In a breaking news story a physician has gotten reprimanded for biodentical hormone therapy claims that are unsubstantiated. You can read the news story here. For good references regarding hormone therapy in general refer to Menopause.org. Some physicians feel that most of the prescribing of bioidentical hormone therapy is based on faulty research, overstated claims, and the prescription of unsafe medications. However, that too is overstating the risks and there are some women that need unique therapies that cannot be gotten other than by bioidentical therapies.
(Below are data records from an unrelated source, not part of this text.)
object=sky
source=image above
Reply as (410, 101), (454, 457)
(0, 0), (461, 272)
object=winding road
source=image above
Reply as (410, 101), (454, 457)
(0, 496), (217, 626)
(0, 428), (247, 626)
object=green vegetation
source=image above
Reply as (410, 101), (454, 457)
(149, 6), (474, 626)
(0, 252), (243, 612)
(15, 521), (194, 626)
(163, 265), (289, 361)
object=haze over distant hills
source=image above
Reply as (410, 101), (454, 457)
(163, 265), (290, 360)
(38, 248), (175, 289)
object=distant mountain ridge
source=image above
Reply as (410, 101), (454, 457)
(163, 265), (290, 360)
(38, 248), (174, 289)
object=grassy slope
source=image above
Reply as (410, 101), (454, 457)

For most women needing hormonal treatment, standard prescription of pharmaceutical medication is the safest, most researched, effective treatment. Many of these women could be treated by bioidentical therapies should they choose. Consultation and alternative choices is what is best for each woman.
Here are a few of the challenges of bioidentical therapy to remember:
1. The compounds prescribed have to be made individually each time you receive them, thus there are inevitable variances in what you are receiving that have been shown by research to have greater fluctuations than standard pharmaceutical preparations..
2. Not all variations of hormones are available by compounding. Prescription therapy has a wider variety of types of medications, delivery systems, and combinations than are available through compounding. Prescriptions have hormonal medications that aren't even hormones but act on the hormone receptors. Some uniqueness in dosing, particularly with testosterone for women, however, is available only through compounding.
3. No long term studies on compounding have been done.
4. Compounding hormones therapy is often paired with laboratory testing that has not been validated. That testing can lead to confusing results. Testing cannot always determine dosing because bio-effectiveness varies based on many factors in your physiology. It is important to remember a lot of hormone testing, whether you are doing blood, saliva, or urinary testing is just a snapshot of your levels, not always the whole picture.
5. The same risks for side effects and complications exist whether hormone therapy is compounded or not. These risks should be reviewed on an ongoing basis.
6. Many women's health organizations do not endorse compounded therapy. While off label medication is commonly prescribed in medicine, it's good to understand that if you are taking compounded therapy, it likely is an off label use not specifically FDA approved for the indication you are using medicine. This too is very complicated and should be discussed with your provider.